Strategic Focus: NFL-102 and Tobacco Addiction
The primary objective of the newly raised funds is the advancement of NFL-102. This candidate drug is designed to target the deep neuronal mechanisms that drive tobacco and nicotine addiction, utilizing a novel mechanism of action to support patients break the cycle of dependency.
The TONIC Phase 2 study represents a pivotal step in the development of NFL-102, moving the drug closer to potential regulatory approval by providing concrete data on how the botanical treatment performs in human subjects.
Historical Funding Context
This recent bond issuance follows previous efforts to stabilize and grow the company’s research capabilities. In July 2025, NFL Biosciences secured an initial non-dilutive funding amount of €1.2 million. That earlier funding, combined with a recent capital increase, was utilized to advance the development of NFL-101, the company’s first-in-class treatment for tobacco addiction.
Key Financial Takeaways
- New Funding: €2.6 million secured via convertible bonds.

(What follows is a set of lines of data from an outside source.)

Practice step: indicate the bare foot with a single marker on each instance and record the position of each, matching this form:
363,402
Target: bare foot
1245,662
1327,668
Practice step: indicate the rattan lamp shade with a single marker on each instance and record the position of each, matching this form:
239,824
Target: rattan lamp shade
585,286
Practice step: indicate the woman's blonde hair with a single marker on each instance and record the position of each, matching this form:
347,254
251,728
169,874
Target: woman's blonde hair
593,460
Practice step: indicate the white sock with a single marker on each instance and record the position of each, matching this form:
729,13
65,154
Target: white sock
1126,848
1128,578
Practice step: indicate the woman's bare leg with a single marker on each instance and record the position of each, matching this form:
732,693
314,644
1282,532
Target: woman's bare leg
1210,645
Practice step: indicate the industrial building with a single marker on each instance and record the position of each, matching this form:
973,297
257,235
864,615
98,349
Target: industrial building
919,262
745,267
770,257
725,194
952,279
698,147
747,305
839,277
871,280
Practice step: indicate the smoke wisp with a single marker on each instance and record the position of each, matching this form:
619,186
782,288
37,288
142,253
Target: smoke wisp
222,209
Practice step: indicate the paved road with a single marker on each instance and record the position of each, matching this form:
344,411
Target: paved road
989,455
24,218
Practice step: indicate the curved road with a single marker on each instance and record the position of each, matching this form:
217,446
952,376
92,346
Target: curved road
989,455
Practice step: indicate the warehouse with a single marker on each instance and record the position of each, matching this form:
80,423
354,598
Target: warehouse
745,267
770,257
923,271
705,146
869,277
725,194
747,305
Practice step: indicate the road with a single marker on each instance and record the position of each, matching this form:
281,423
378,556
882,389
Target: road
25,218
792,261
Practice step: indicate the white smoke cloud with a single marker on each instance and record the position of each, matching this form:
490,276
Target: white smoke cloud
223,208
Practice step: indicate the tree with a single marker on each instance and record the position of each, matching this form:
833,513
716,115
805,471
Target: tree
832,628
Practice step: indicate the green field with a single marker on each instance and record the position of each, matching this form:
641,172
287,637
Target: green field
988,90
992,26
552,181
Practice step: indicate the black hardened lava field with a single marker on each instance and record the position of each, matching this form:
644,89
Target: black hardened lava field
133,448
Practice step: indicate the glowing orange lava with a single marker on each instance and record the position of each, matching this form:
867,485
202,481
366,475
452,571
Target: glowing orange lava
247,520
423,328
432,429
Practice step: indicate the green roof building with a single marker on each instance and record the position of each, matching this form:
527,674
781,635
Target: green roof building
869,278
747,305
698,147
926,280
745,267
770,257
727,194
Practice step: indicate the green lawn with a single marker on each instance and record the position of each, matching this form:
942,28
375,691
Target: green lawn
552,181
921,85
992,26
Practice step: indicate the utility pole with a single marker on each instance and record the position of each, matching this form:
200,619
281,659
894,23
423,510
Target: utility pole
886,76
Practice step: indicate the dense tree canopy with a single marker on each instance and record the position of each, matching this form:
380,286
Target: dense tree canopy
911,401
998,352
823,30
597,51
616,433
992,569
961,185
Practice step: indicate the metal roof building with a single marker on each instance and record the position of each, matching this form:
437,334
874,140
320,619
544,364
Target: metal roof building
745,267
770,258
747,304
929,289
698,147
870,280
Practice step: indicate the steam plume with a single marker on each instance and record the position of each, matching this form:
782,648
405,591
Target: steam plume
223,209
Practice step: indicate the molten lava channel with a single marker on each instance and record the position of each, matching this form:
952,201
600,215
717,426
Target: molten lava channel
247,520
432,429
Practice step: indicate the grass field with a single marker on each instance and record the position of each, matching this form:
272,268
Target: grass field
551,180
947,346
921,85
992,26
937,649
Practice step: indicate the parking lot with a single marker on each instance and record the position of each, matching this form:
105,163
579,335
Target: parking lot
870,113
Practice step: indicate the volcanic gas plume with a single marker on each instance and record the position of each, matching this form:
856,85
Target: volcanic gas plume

- Cash Runway: Now extended until Q3 2027.
- Primary Goal: Funding the TONIC Phase 2 study for NFL-102.
- Key Partner: Vester Finance provided continued support as a shareholder.
- Previous Milestone: €1.2 million in non-dilutive funding secured in July 2025 for NFL-101.
As a company listed on Euronext Growth Paris (ticker: ALFNL), NFL Biosciences continues to rely on a mix of institutional investment and strategic bond issuances to fund its high-risk, high-reward botanical research in Montpellier.
The company’s ability to secure these funds from European institutional investors, as reported via Business Wire, underscores the market’s interest in novel addiction treatments.
The next confirmed checkpoint for the company will be the progression and subsequent data release from the TONIC Phase 2 study.